Hoy oramos por su descanso eterno. Que el Señor resucitado, a quien tanto amó y sirvió, lo reciba en sus brazos abiertos y le diga: “Bien, siervo bueno y fiel, entra en el gozo de tu Señor”. Y también elevamos nuestra oración por la Iglesia en este tiempo de Sede Vacante, por el próximo cónclave, pidiendo que el Espíritu Santo suscite un nuevo Pedro, un pastor según el corazón de Cristo.

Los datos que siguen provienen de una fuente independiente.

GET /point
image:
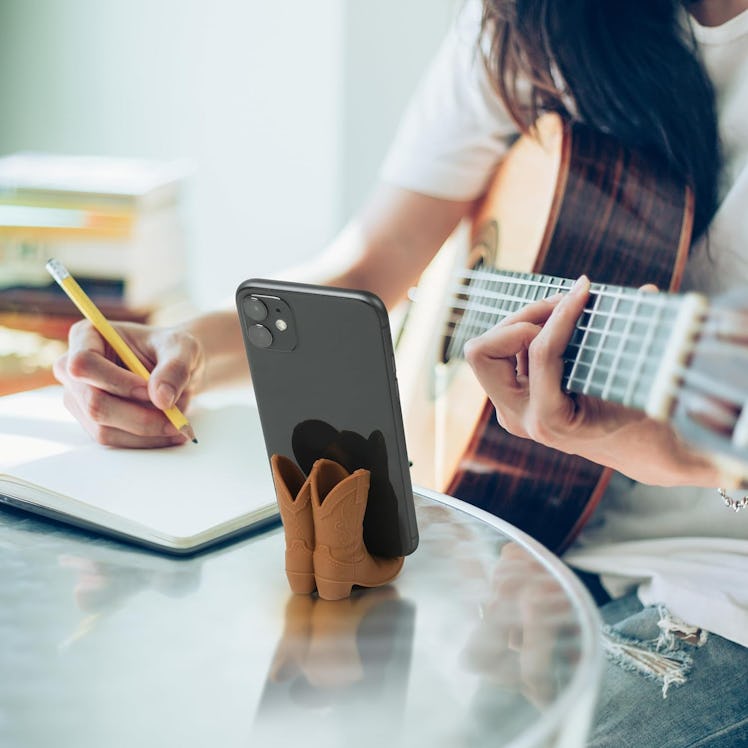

Jesús no abandona nunca a su rebaño. Como aquella mañana junto al lago, sigue hoy en la orilla de nuestra historia, encendiendo las brasas, preparando el pan y el pescado, llamándonos a reconocerlo y seguirlo. Nos invita a confiar, a echar nuestras redes, aunque estemos cansados, y a renovar nuestro amor por Él.

Hoy, como comunidad cristiana, escuchemos también nosotros la pregunta del Señor: “¿Me amas?” y respondamos con humildad: “Señor, tú lo sabes todo; tú sabes que te amo”. Que esta Pascua nos anime a seguir a Jesús con la confianza de Pedro y el ejemplo de Francisco, pastor fiel, guía en medio de la tormenta y testigo de la ternura de Dios.

“El Señor, única esperanza de la humanidad, nos conceda la gracia de mantener encendida la llama de la fe, y en el momento de nuestra muerte nos tome de la mano y nos diga: «¡Levántate!». Que Santa María, Madre de Dios, interceda por todos nosotros, ahora y en la hora de nuestra muerte. Así sea” (Papa Francisco).